Durante il discorso inaugurale da presidente degli Stati Uniti, John F. Kennedy lanciò questa sfida agli Americani: “Non chiedetevi ciò che il vostro Paese può fare per voi; chiedetevi ciò che voi potete fare per il vostro Paese”. Si trattava di un nuovo appello affinché i cittadini vivessero le loro vite in sacrificio e servizio reciproco. Le sue parole ispirarono specialmente i figli e le figlie di chi aveva servito il proprio Paese in guerra.
Il significato era chiaro: ciò che i loro genitori avevano ottenuto, spesso a costo della vita, doveva essere ora protetto utilizzando gli strumenti della pace.

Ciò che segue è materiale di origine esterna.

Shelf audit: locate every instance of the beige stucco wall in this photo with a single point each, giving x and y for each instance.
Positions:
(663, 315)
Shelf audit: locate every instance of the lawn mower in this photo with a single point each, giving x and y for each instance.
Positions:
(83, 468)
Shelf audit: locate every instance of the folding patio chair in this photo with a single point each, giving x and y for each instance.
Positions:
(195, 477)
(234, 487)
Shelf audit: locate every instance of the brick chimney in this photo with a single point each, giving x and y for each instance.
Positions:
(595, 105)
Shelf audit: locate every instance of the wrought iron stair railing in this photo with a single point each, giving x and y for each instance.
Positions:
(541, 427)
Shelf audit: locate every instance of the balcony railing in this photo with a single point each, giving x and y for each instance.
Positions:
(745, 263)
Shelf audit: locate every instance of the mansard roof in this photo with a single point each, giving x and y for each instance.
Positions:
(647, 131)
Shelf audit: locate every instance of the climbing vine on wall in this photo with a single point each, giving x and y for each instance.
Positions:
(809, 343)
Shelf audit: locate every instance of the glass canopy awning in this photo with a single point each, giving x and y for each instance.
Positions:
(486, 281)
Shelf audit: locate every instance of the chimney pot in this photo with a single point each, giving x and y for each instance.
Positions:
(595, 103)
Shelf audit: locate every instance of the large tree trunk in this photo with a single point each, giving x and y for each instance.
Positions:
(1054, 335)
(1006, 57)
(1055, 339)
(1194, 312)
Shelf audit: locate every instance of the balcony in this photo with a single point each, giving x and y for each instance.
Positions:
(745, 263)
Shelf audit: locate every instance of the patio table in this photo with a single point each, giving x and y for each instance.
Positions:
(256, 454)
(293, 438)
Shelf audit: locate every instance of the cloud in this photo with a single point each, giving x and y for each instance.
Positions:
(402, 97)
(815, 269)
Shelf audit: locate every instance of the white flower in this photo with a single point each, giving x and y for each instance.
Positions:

Un esercito di volontari si alzò per rispondere a quella chiamata e, nei decenni, ha compiuto un numero immenso di opere umanitarie in tutto il mondo.
Secoli prima, l’apostolo Paolo lanciò una sfida simile ai Cristiani, nel primo versetto di Romani 12. Qui egli ci esorta a dare i nostri corpi come “sacrificio vivente” per servire Colui che ha pagato con la Sua vita per i nostri peccati. Questo sacrificio spirituale non può consistere solo in parole; deve consistere in un investimento delle nostre vite a favore dei bisogni fisici, emotivi e spirituali degli altri.
E la cosa migliore è che il nostro servizio può essere svolto al meglio esattamente dove siamo.